« Depuis cette année l’Institut de recherche et de coordination accoustique-musique (Ircam) à Paris fait appel à Libre Informatique, une petite coopérative quimpéroise, pour la gestion de sa billetterie. »

Un article des pages économie du journal régional Le Télégramme du 25 juin 2015, signé Jacky HAMARD.

Gildas Le Moal, Bevlhay Ferrand, Baptiste Simon et Mick Loeffel, l’équipe de Libre Informatique.

Pourquoi l’institut aussi prestigieux hébergé au centre Georges-Pompidou et reconnu à l’international, le plus important au monde en recherche et production de musique contemporaine avec ses 150 musiciens et chercheurs, est-il allé trouver une TPE quimpéroise pour la gestion de sa billetterie ?

Le cloud : « Les données ne nous appartiennent plus »
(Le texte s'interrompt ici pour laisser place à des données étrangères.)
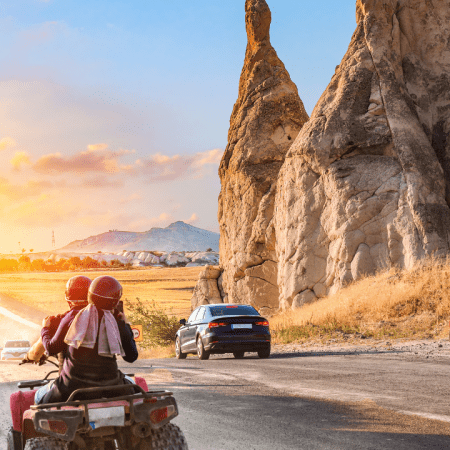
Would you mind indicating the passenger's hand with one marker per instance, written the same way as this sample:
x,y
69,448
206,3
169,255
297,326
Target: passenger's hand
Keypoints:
x,y
26,360
42,360
47,321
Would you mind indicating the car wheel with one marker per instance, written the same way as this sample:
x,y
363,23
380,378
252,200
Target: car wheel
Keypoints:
x,y
264,353
178,353
45,444
201,352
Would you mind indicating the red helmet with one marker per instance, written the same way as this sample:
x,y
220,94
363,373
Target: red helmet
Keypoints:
x,y
77,291
105,292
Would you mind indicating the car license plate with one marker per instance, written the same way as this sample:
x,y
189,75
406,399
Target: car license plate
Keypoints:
x,y
237,326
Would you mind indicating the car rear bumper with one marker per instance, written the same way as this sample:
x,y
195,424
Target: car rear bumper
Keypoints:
x,y
226,344
8,357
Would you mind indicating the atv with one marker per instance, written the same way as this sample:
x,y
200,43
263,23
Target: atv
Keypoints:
x,y
134,419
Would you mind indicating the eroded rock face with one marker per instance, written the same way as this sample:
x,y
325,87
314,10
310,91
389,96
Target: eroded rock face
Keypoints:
x,y
366,184
264,123
206,290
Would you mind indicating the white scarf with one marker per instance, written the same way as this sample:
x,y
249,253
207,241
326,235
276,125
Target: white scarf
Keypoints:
x,y
85,327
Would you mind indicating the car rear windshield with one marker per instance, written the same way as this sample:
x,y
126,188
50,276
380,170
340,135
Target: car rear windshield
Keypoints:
x,y
17,344
243,310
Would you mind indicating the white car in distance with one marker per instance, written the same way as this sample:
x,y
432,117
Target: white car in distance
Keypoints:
x,y
15,350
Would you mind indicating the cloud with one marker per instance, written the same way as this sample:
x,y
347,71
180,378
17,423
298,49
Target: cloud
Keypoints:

« J’avais entendu parler de Libre Informatique cela fait plusieurs années. Il y a deux ans, je suis retourné regarder ce qu’elle faisait et je l’ai mis en contact avec ma direction », explique Laurent Ghys, jeune retraité et « irresponsable informatique » de l’Ircam pendant 24 ans comme il se définit. « L’Ircam est aussi un centre de recherche informatique, on a toujours utilisé des logiciels libres, on en produit », souligne-t-il. Pourtant pour la billetterie, « le logiciel libre ce n’était pas un absolu ». « Tous les systèmes de billetteries modernes sont dans le nuage, les données ne nous appartiennent plus. Beaucoup de structures sont en train de déchanter », explique Laurent Ghys. Une propriété qui n’échappe pas à l’Ircam avec le logiciel « e.venement » d’ailleurs installé physiquement à l’institut. « Le fait d’être tout petit fait de Libre Informatique des gens très dynamiques, leur base de données est fiable. Le festival de l’Ircam en juin s’est très bien passé », ajoute-t-il. Et le logiciel gère tout autant la billetterie, les relations publiques et une petite boutique.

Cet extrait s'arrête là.